The only flashlight in my arsenal that does not get used a lot because it might get scratched up if I do is my CPF Orb.


----------



## Kiessling (Jun 29, 2005)

Thanx Jan /ubbthreads/images/graemlins/blush.gif
bernie


----------



## diggdug13 (Jul 1, 2005)

hmmm shelf queens..

My wife took my camera on vacation so I had to take these with my mobile phone. 

*I took my cpf orb #008 out for some sunlight.*





*My Superflashlight I proto #13*





*My TnC Lithium Lux-V #5/10*





they are just too pretty to use but I admire the heck outta them /ubbthreads/images/graemlins/blush.gif

Doug


----------



## Gander_Man (Jul 1, 2005)

Bernie,
No disrespect intended, just trying to save you from the inevitable frustration and shame *L*- 

There's no way anyone who buys as cool of lights as you do is going to last carrying any of those works of art everyday. Within days they'll be back glistening on the shelf where they belong, and 10 years from now you'll be thankfull that you're that mentally ill *L*.

Admit it... the only reason you spent all that time and money going to school to become a Physician was so you wouls have enough money to be able to buy a few lights you don't mind EDC'ing so you can KEEP your best ones works of art.

Empathizing, *S*,
- Russ


----------



## Kiessling (Jul 2, 2005)

Hey Russ ... unfortunately a physician in Germany won't earn enough to do as you suggest, at least not nowadays. 
But you might be right ... and they will eventuyll end up as permanent Shelf Queens anyway.

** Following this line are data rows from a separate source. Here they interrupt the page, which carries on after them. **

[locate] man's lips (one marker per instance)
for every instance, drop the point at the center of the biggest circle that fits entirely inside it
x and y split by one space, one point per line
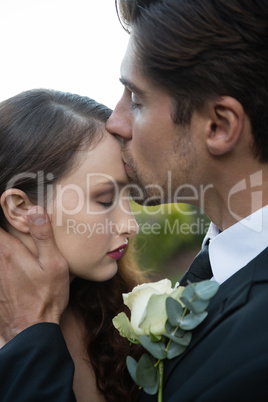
118 252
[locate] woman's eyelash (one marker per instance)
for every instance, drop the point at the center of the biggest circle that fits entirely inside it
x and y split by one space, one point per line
135 106
106 204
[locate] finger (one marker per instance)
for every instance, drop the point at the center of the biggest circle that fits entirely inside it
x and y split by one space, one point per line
41 231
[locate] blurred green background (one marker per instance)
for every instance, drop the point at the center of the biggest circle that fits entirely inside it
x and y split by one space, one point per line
169 238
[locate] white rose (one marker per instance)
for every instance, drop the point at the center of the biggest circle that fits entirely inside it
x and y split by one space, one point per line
147 303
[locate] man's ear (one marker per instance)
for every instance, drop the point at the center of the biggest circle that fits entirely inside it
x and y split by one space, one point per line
15 204
226 125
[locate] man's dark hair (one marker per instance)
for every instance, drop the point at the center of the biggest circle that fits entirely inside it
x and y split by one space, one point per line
198 50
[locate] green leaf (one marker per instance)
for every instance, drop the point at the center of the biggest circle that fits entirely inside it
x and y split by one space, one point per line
153 390
155 315
196 305
123 325
205 290
175 350
183 341
155 338
157 349
146 372
191 321
171 330
132 367
174 311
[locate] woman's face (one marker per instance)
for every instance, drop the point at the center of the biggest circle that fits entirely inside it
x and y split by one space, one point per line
90 213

BTW ... you should have some of those to show-off, too /ubbthreads/images/graemlins/grin.gif /ubbthreads/images/graemlins/grin.gif ... on with the pics! /ubbthreads/images/graemlins/smile.gif

bernie


----------



## arewethereyetdad (Jul 2, 2005)

[ QUOTE ]
*diggdug13 said:*
hmmm shelf queens..

My wife took my camera on vacation so I had to take these with my mobile phone. 

[/ QUOTE ]

Damn, Doug, those are some unbelievable pictures with a *mobile phone!* What, are they putting Nikons inside phones nowadays? /ubbthreads/images/graemlins/wink.gif


----------



## diggdug13 (Jul 2, 2005)

it's a Sony S700i with a 1.3 meg camera. /ubbthreads/images/graemlins/wink.gif

sometimes its nice to have a camera with a phone attached..

doug


----------



## paulr (Jul 2, 2005)

I don't carry my McLux TK in terms of EDC or anything like that, but I do use it around the house all the time. My USL when it arrives will probably be a shelf queen.


----------